(Featured photo is the staff of Diamond Wood Floors)
When Ben Suer has the chance to allow his artistry to shine, he jumps at it.
And it often pays off.
Suer’s Diamond Wood Floors was recently recognized by the National Wood Flooring Association for a Bordeaux floor he and Joe Congleton, marketing head, created and placed into an area home.
“Every year there’s the National Wood Flooring Competition,” said Suer. “There are multiple categories. We entered in parquetry.”
The floor, containing an intricate Bordeaux pattern, received an honorable mention.
Most of the work on the floor took place at the business’s Damascus Road shop, where Suer and Congleton crafted each of the pieces individually.
“Each piece had its own measurements and had to be routed a certain way,” said Congleton.
It took about a week of prep work before the floor was ready to be installed. The installation took about a day.
“Once the puzzle pieces are cut, then you just start throwing them together,” said Suer. “It’s basically a giant rectangle.”
For the award-winning floor, the homeowners needed to bring together two floors in adjacent spaces and wanted to use the pattern to marry them.
This isn’t the first time Suer has won a flooring award. He won for best color and finish application in 2019 for a flooring medallion he created that glowed in the dark.
Suer has been in business since 2002 and does a lot of floor restoration in older homes. He focuses on the Augusta area but has worked on floors in North Carolina and other parts of Georgia and South Carolina.
As a member of the flooring association, he has certified installers on his staff and takes classes to maintain that certification. He often learns new techniques that he enjoys putting to the test.

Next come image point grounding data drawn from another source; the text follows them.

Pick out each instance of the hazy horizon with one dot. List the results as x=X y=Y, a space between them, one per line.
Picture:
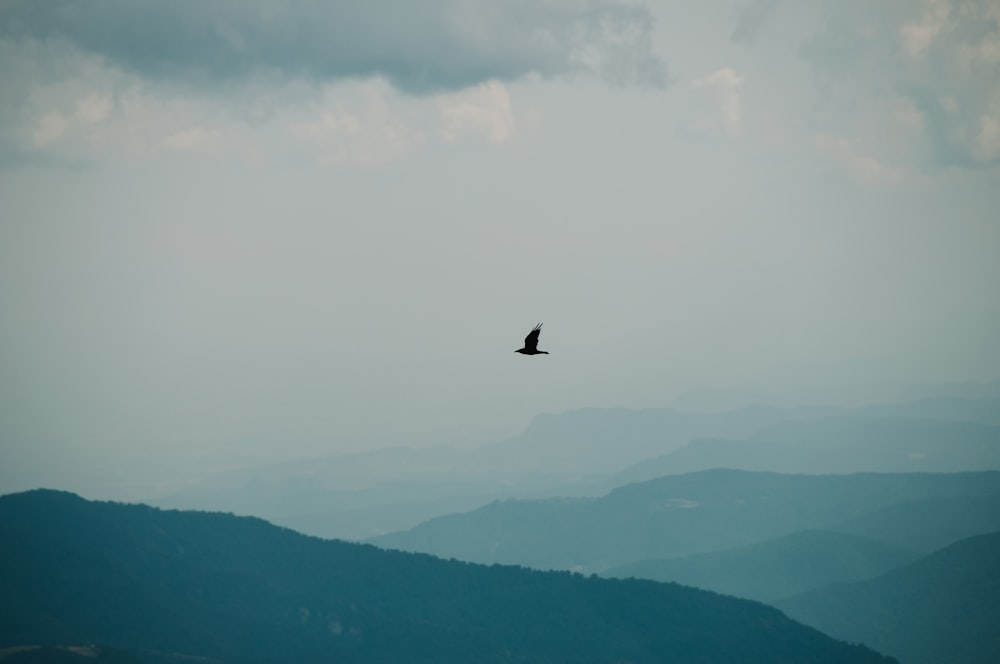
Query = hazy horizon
x=246 y=232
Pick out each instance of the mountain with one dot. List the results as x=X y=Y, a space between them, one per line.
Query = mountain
x=172 y=587
x=680 y=515
x=576 y=453
x=842 y=444
x=942 y=608
x=776 y=568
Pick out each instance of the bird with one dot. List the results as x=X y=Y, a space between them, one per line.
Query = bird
x=531 y=343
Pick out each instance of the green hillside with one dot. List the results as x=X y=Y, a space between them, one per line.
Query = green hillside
x=174 y=586
x=942 y=608
x=776 y=568
x=680 y=515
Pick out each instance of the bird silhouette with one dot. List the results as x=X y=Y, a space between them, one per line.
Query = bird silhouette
x=531 y=343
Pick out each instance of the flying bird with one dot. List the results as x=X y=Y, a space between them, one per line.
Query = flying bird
x=531 y=343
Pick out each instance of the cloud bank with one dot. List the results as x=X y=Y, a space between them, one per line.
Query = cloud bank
x=420 y=46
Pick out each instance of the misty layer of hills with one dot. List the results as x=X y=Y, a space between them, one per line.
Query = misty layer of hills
x=942 y=608
x=169 y=586
x=588 y=452
x=776 y=568
x=707 y=511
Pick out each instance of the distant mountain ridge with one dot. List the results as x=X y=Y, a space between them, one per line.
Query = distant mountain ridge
x=778 y=568
x=174 y=587
x=575 y=453
x=838 y=445
x=942 y=608
x=698 y=512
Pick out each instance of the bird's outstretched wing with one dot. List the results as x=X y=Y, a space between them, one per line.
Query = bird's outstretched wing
x=531 y=341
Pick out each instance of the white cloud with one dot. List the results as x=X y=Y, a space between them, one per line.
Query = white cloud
x=987 y=144
x=369 y=135
x=725 y=85
x=49 y=129
x=851 y=156
x=918 y=35
x=93 y=109
x=483 y=111
x=194 y=139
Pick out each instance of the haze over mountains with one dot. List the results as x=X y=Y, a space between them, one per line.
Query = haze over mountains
x=182 y=586
x=366 y=494
x=570 y=495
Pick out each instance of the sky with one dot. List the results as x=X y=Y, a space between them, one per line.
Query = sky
x=244 y=230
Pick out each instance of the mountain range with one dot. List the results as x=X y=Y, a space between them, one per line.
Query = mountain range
x=680 y=515
x=170 y=586
x=941 y=608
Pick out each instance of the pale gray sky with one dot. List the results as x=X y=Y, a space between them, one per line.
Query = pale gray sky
x=236 y=230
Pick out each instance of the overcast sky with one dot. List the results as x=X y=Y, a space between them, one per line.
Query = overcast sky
x=242 y=229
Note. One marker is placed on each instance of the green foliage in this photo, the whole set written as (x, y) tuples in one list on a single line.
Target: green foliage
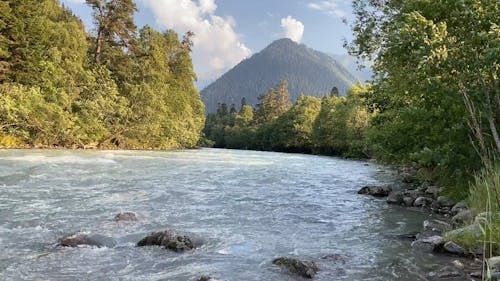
[(436, 83), (306, 70), (139, 93), (342, 124), (333, 125)]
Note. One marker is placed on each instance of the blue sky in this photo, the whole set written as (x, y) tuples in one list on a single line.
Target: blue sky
[(228, 31)]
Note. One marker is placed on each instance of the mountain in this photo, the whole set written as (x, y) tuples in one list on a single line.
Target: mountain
[(307, 71), (351, 64)]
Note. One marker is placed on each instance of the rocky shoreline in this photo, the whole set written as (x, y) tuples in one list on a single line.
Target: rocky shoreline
[(440, 235)]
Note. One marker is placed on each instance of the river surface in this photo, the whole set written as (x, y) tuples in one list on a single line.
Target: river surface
[(247, 207)]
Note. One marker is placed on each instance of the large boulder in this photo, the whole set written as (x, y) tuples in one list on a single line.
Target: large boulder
[(437, 226), (462, 218), (433, 191), (305, 269), (79, 240), (453, 248), (377, 191), (125, 216), (395, 197), (443, 201), (206, 278), (433, 243), (169, 239), (423, 202)]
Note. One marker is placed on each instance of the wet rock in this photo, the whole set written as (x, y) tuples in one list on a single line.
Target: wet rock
[(206, 278), (438, 226), (408, 201), (476, 274), (334, 257), (377, 191), (433, 243), (444, 201), (462, 218), (395, 197), (453, 248), (306, 269), (77, 240), (460, 206), (458, 264), (482, 218), (433, 190), (471, 231), (169, 239), (423, 202), (494, 263), (126, 216), (447, 273)]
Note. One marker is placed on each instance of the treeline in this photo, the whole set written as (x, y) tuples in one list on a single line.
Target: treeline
[(332, 125), (118, 87), (434, 102)]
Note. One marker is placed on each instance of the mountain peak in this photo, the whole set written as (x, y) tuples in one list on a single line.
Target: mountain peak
[(308, 72)]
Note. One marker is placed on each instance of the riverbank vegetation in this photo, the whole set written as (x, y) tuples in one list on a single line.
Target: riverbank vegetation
[(433, 103), (116, 87)]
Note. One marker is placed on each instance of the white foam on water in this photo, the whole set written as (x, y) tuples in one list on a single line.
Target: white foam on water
[(66, 159)]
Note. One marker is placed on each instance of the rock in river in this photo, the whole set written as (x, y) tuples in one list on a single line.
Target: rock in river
[(76, 240), (433, 243), (169, 239), (377, 191), (306, 269), (126, 216), (395, 197), (453, 248)]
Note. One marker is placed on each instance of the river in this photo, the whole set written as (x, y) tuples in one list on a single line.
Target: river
[(247, 207)]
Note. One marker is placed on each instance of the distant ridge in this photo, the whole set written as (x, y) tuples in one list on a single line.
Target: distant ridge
[(308, 71)]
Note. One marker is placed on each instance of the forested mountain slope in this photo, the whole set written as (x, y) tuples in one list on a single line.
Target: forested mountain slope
[(306, 70)]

“I live for the creative,” he said. “Every time I take on a difficult job, I get really excited. When I’m done with it, I’m banging my head against the wall, saying ‘I’ll never do it again,’ but I do.”
Many people, however, opt for standard linear wood floor installations. Sometimes, they may play with the lines by using chevron or herringbone patterns. At other times, they may make borders in their floors.

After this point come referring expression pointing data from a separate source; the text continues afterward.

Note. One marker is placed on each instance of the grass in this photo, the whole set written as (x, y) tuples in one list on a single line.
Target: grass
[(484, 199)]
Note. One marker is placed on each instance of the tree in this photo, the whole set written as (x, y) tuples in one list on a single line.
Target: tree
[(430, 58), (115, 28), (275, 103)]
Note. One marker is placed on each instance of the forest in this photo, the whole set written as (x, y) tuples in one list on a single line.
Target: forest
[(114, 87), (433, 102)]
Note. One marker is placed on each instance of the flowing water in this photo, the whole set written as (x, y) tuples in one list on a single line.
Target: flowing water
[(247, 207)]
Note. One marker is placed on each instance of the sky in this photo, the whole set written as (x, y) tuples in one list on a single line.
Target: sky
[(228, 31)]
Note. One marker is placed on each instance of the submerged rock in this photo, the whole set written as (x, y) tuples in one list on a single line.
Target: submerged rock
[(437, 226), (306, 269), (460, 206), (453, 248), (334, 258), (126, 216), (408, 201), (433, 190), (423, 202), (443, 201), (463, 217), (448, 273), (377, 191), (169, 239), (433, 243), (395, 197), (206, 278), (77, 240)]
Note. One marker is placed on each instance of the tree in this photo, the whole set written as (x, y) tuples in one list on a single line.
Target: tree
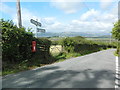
[(116, 31), (116, 35)]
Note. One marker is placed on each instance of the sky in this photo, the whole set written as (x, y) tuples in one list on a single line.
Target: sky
[(63, 16)]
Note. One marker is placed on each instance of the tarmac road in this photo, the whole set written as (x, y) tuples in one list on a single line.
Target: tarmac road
[(96, 70)]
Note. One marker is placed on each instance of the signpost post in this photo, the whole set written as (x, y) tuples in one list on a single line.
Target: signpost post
[(36, 23)]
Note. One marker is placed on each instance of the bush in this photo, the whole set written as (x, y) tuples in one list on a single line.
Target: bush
[(81, 45), (16, 42)]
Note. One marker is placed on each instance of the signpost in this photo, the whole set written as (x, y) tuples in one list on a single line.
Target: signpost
[(40, 30), (36, 23)]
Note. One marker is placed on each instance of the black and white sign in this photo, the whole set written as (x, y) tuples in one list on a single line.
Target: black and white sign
[(40, 30), (35, 22)]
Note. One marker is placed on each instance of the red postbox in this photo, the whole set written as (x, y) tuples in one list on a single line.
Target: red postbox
[(33, 46)]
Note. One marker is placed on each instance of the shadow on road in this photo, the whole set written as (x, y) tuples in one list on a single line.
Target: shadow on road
[(54, 77)]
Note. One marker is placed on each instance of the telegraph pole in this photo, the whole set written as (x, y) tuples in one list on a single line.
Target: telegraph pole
[(19, 14)]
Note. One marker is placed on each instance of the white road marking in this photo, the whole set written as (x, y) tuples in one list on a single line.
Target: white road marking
[(116, 80)]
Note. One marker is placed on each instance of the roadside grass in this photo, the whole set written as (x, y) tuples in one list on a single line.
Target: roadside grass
[(57, 55)]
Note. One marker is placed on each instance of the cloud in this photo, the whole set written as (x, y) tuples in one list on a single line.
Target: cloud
[(106, 4), (67, 7), (6, 9)]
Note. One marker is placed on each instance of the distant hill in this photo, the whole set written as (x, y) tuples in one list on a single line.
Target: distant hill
[(72, 34)]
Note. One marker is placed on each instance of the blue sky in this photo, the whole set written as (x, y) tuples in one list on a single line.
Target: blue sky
[(64, 16)]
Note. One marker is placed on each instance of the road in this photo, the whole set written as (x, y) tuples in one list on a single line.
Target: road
[(96, 70)]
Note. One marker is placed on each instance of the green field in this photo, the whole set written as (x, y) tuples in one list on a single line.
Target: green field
[(55, 49)]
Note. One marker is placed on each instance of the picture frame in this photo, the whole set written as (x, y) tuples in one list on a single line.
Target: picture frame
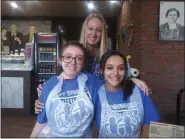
[(171, 21)]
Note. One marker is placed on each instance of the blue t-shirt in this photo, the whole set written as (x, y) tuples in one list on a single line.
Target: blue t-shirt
[(116, 102), (68, 88)]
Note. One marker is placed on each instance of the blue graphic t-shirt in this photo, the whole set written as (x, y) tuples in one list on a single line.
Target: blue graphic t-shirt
[(116, 117), (69, 106), (68, 89)]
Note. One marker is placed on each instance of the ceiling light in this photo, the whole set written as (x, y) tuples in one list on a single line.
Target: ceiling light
[(90, 6), (14, 5), (112, 1)]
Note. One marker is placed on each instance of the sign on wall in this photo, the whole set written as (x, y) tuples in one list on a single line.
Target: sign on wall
[(171, 21), (16, 33)]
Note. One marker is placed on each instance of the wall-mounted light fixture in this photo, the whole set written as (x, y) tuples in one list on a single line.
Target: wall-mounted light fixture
[(90, 6), (14, 5)]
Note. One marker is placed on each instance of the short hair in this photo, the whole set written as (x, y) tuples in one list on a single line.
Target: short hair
[(172, 9)]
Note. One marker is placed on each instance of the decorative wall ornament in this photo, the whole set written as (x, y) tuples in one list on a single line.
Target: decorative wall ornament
[(127, 33), (171, 21)]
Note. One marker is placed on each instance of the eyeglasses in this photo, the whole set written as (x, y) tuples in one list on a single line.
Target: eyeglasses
[(69, 59)]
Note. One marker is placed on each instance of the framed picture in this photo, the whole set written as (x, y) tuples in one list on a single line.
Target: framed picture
[(171, 21)]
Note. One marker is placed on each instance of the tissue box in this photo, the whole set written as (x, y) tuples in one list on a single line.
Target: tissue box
[(158, 130)]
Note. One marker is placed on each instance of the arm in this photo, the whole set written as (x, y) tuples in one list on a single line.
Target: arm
[(150, 114), (36, 130), (145, 131), (38, 105), (142, 85)]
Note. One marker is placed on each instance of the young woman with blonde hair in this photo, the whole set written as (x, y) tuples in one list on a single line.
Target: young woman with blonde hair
[(94, 38)]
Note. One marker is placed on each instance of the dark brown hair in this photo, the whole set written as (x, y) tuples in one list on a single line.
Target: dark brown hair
[(127, 85)]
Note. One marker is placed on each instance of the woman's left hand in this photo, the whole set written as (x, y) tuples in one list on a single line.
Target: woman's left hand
[(142, 85)]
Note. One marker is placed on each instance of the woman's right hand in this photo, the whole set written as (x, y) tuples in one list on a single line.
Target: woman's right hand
[(38, 106), (39, 90)]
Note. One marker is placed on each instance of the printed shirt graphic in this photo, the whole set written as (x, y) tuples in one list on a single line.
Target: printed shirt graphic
[(68, 113), (118, 118)]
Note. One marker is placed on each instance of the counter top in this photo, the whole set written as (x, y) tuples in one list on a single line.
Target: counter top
[(16, 67)]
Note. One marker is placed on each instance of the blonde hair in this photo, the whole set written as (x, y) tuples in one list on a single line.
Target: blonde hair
[(103, 41)]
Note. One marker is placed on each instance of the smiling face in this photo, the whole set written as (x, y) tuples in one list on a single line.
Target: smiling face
[(93, 31), (114, 73), (72, 67), (3, 32), (172, 17), (13, 28)]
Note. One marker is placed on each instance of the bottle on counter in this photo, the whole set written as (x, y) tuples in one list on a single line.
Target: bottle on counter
[(16, 52), (22, 52)]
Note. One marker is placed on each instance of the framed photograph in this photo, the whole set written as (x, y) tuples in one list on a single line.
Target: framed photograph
[(171, 21)]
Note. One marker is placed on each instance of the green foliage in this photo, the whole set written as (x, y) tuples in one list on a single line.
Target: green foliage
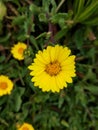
[(40, 23)]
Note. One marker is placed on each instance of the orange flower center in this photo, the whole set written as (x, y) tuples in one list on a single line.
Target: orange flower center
[(21, 50), (25, 128), (53, 68), (3, 85)]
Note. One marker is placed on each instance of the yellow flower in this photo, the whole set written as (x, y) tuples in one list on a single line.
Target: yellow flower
[(53, 68), (18, 50), (6, 85), (26, 126)]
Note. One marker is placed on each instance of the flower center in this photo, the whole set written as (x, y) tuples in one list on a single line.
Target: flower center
[(20, 50), (3, 85), (25, 128), (53, 68)]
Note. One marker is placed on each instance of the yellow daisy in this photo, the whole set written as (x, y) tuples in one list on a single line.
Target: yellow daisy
[(6, 85), (53, 68), (26, 126), (18, 50)]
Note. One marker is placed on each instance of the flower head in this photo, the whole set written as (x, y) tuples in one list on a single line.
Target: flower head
[(26, 126), (18, 50), (53, 68), (6, 85)]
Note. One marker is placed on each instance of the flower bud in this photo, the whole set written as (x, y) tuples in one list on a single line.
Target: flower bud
[(3, 10)]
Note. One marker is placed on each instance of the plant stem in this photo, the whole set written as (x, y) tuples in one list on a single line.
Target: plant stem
[(59, 6)]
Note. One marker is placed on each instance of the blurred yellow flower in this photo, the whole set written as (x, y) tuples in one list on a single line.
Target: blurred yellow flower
[(18, 50), (6, 85), (26, 126), (53, 68)]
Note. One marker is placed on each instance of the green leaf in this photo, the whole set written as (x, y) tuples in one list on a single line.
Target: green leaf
[(88, 12), (19, 20)]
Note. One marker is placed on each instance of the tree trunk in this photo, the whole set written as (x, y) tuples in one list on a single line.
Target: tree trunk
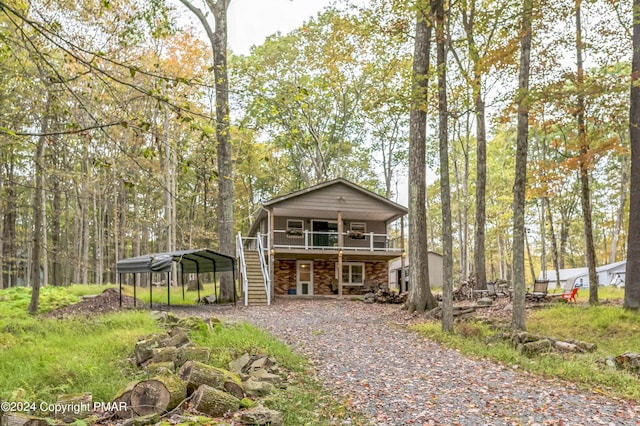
[(622, 201), (479, 264), (445, 190), (9, 250), (554, 243), (225, 164), (420, 297), (519, 186), (585, 191), (56, 242), (38, 216), (632, 280)]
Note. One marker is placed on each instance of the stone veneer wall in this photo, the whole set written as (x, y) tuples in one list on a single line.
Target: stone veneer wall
[(323, 272)]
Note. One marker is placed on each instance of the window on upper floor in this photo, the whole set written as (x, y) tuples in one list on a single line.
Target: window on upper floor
[(295, 227)]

Suer said the options for floors, however, are endless.
“Maybe people don’t even think of it, or they think it’s something that’s inaccessible,” he said. “When you start looking into patterns, it can be overwhelming.”
Suer plans to move his business to McDuffie County, where he’ll have more space to create. He said he’d like to do more work with people’s entryways to make those floors stand out.